Como si tuvieran de sobra. Abelardo cuenta que una maestra, descubrió por casualidad que en uno de los tres almacenes del plantel había productos empaquetados, listos para ser llevados. Los padres les pidieron a los docentes implicados, Wilfredo Tarazona Trujillo y Edgardo Ordóñez Aro, ver los productos guardados pero se opusieron. Les advirtieron que los alimentos que sobraron en el año debían repartirlo en diciembre, tampoco aceptaron. Entonces los padres organizados con el apoyo del alcalde Clemente Caqui Gómez, le quitaron por la fuerza las llaves y descubrieron gran cantidad de alimentos, no solo frescos, sino muchos de ellos vencidos.
“Nosotros vimos que Wilfredo, manejaba los alimentos a su criterio, como le daba la gana. Cuando reclamábamos decía que yo soy el que maneja, no ustedes. No tienen por qué meterse para nada, ni los padres ni nadie. El profesor era autoritario”, cuenta Clemente, sobre los manejos de Wilfredo Tarazona, que fungía de amo y señor.
De acuerdo a fuentes confiables de Qali Warma, que ya investiga el caso, informaron a que el costo de los productos acumulados supera los seis mil soles.
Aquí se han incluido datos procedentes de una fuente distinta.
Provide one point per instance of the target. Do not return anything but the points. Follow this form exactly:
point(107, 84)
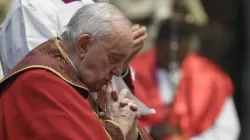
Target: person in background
point(32, 22)
point(47, 94)
point(191, 94)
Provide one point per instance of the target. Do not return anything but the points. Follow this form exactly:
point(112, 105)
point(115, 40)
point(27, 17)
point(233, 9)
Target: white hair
point(93, 19)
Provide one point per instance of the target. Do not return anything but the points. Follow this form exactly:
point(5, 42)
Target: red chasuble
point(199, 97)
point(43, 99)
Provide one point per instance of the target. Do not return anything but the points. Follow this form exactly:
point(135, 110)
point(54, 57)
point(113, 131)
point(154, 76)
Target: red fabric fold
point(200, 94)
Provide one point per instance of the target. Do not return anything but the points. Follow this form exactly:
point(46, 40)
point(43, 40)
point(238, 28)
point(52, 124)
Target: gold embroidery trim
point(46, 68)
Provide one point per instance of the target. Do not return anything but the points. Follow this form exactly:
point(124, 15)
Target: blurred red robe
point(43, 99)
point(199, 97)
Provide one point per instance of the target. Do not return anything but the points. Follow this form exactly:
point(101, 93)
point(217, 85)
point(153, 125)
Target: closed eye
point(113, 59)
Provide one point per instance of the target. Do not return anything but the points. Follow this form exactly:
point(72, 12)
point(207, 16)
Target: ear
point(82, 45)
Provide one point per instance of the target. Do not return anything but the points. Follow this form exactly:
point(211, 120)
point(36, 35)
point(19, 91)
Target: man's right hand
point(121, 110)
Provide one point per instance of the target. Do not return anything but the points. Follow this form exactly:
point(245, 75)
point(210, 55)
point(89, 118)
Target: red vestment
point(199, 97)
point(45, 107)
point(43, 99)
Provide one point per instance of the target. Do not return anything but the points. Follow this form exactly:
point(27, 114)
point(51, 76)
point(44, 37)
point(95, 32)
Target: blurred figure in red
point(191, 94)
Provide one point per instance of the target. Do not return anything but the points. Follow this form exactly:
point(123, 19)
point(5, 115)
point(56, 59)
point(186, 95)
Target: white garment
point(226, 126)
point(30, 23)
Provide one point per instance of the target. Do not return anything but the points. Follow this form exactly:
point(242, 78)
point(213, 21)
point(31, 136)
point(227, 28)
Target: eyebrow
point(116, 54)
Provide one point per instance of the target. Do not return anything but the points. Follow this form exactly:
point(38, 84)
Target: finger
point(108, 91)
point(114, 95)
point(102, 99)
point(122, 94)
point(133, 107)
point(135, 27)
point(140, 40)
point(137, 115)
point(109, 87)
point(124, 102)
point(139, 32)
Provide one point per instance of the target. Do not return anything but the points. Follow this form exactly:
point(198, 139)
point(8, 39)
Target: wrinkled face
point(104, 58)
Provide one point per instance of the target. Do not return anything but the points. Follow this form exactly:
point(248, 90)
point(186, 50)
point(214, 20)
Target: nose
point(117, 70)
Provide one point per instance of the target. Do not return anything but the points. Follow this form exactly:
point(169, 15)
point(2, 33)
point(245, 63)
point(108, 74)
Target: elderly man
point(45, 95)
point(34, 22)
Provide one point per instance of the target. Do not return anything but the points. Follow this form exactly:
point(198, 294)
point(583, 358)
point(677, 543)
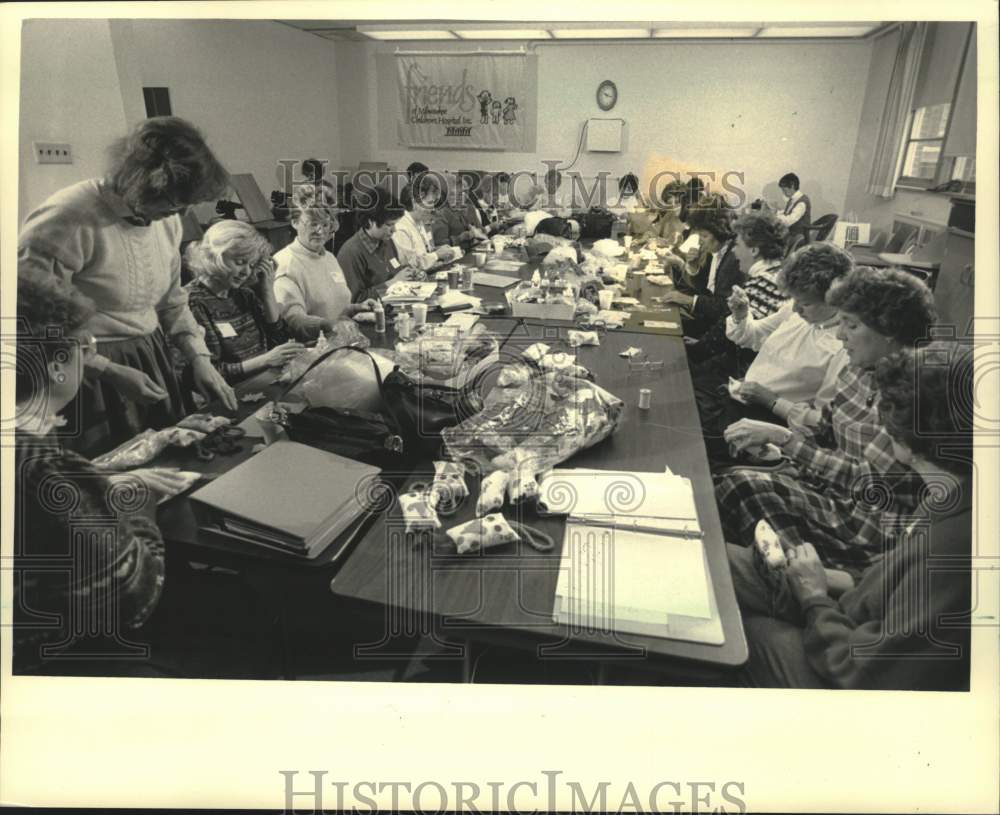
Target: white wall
point(69, 93)
point(259, 91)
point(761, 108)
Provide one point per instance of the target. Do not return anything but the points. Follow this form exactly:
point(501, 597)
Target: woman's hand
point(751, 434)
point(757, 394)
point(805, 574)
point(678, 298)
point(739, 304)
point(133, 384)
point(162, 481)
point(282, 354)
point(211, 383)
point(358, 308)
point(263, 282)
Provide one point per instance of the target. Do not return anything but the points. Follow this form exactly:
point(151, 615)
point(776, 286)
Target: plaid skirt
point(101, 418)
point(849, 533)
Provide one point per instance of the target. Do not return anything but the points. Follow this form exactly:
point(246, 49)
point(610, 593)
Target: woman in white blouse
point(798, 354)
point(412, 236)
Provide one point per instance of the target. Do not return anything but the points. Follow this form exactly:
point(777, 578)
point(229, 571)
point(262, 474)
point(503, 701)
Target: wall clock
point(607, 95)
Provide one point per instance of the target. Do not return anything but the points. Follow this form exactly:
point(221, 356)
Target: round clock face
point(607, 94)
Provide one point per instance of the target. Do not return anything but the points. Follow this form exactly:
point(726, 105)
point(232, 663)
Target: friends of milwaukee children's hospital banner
point(465, 101)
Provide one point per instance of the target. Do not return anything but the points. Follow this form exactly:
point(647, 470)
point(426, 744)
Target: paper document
point(610, 575)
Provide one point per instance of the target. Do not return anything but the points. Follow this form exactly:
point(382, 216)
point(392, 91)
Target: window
point(924, 145)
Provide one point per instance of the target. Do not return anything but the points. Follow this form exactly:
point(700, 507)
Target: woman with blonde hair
point(309, 284)
point(117, 239)
point(232, 298)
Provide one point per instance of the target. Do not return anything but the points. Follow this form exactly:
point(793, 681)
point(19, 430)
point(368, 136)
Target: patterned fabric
point(242, 311)
point(367, 265)
point(839, 498)
point(87, 566)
“En la UGEL no nos atendieron rápido, querían quede ahí nomás, querían hacerlo pasar como que no hay delito. Le están acusando por gusto, no tienen nada. Así nos han dicho”, denunció el indignado alcalde de Bellabamba, Clemente Caqui.
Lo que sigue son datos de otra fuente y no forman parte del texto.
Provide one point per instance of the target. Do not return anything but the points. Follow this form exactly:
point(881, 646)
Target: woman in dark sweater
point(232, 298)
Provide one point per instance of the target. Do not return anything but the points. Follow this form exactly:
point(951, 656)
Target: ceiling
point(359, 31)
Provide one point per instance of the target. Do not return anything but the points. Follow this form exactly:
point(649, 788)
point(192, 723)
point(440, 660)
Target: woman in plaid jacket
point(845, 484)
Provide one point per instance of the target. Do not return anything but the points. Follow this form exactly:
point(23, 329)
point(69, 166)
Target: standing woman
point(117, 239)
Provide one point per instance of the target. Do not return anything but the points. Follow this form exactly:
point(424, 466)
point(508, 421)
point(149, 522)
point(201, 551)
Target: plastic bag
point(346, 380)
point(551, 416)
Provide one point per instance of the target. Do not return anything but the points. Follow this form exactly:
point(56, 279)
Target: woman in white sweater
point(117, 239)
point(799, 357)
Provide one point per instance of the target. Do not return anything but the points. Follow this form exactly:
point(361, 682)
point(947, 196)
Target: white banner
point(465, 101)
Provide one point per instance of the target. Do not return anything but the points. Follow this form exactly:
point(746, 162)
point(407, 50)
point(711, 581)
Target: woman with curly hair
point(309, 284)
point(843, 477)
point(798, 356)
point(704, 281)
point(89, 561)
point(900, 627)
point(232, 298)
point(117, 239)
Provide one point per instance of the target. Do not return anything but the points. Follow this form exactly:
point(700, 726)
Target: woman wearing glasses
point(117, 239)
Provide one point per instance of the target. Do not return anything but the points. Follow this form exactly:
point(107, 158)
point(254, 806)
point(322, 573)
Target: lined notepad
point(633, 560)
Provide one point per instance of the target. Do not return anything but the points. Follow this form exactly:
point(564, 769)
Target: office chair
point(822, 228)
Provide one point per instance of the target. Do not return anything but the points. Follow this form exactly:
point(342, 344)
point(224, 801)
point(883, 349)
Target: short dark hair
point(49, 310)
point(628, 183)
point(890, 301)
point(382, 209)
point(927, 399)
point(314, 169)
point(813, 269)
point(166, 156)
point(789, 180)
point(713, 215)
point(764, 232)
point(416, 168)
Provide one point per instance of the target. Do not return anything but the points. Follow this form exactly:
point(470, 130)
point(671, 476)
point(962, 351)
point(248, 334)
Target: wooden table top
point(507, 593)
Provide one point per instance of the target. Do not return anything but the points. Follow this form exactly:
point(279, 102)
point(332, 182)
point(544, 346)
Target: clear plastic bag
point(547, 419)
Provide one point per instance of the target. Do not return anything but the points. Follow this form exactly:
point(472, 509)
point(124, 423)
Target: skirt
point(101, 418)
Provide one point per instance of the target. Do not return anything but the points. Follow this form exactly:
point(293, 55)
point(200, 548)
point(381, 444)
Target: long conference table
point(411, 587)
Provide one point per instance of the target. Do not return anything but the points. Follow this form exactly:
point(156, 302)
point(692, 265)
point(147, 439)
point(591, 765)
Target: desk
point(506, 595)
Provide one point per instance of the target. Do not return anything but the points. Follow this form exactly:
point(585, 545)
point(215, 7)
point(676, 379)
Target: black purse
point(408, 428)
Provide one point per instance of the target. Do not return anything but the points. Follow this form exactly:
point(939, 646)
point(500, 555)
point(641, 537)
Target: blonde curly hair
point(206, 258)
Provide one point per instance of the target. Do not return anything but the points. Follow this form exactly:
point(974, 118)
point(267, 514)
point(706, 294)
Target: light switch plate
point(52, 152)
Cuando Abelardo abre la puerta del otro almacén, dos niños se abalanzan sobre las galletas enriquecidas con quinua, pero su papá les prohíbe comerlos, y los pequeños tratan de aguantarse el atojo. Paradójicamente, la desnutrición crónica infantil en el distrito de Puños, bordea el 50 %, pero al parecer, los docentes no solo se llevaban los alimentos de los desnutridos, sino que preferían malograrlos o esconderlos para los roedores. En este centro de acopio, a unos metros de la carretera, están los costosos potes de mantequilla Gloria, conservas de pollo y atún, aceites, galletas, fideos que no se deben comer, porque vencieron en el 2015. A un costado hay lentejas, combinadas con heces de roedor, confundidos con el hedor de sus orines.
Estas y otras graves acusaciones hacen los padres de familia.